Festive Insights for The Inner Grinch

Here we go again *insert eye roll* All those who have come from dysfunctional families, narcissistic parents and/or abusive childhoods will relate on some level to my take on Christmas.  Going Home doesn’t always make for a fabulous Christmas. As adults, although we have done the work, are still doing the work, know there is work but are trying to avoid the work; the same old questions from others always pop up.  ‘Are you going home for Christmas?’ UGH!

I have used a number of techniques over the years when faced with this question. For the first decade I said NO! in such a fierce tone that the conversation came to a screaming halt.  Then I thought, why am I embarrassed and ashamed? I was the kid, not the abusive adult. For the next few years I decided to try a different way of answering the same questions.  I tried No, I don’t go home, I came from an abusive family and I stopped contact with them 2 decades ago.  I thought if I gave the person questioning enough information maybe they would stop prying.  Nope, my honesty met with responses such as you only get one parent/you’ll be sorry once they are gone and any combination of ill-informed response you can think of.  So I would try to explain further and here’s what I learned, it’s really hard for some people to wrap their heads around you not wanting to be within a cooee of your abusers. 

These days I use the standard, No, they are both dead.  Most people go quiet and opt out of the Spanish inquisition; others say “I’m sorry to hear that”.  For the sorry to hear that situations, I say quietly in my mind, “don’t be, I’m not”.  Although not entirely true, they are dead to me. And this response has always ensured my privacy is maintained. Not all of us want or have any desire to drag up those years we endured abuse, especially with colleagues or acquaintances.

Christmas with my husband is quiet, peaceful, happy, loving and scream-free. I do go home for Christmas, but the home I have now is my home; the Monster house was never my home, it was merely where I lived for 16 years. 

The work I have done over the years has been phenomenal; there is no anger, there is no emotion attached to the abuse or the abusers at all. There are, however, very clear and non-negotiable boundaries in place.  Most of us that came from childhood trauma have no contact for a myriad of reasons and most of us are truly very happy with that arrangement.  To those Children who are now Adults, I wish you peace in every area of your life. I am proud of you for getting to this day, to this moment.
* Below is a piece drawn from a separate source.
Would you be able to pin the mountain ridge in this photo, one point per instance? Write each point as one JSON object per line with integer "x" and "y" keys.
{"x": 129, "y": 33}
I am in love with who you are and how hard you have had to work at learning to love and nurture yourself as an adult. Remember, they did not break you, they do not own that kind of power.

And to those who keep rapid firing questions; please pay attention to people’s body language. Home is where the heart is, home is where you feel safe, secure and loved and sometimes that is nowhere near the house you were dragged up in.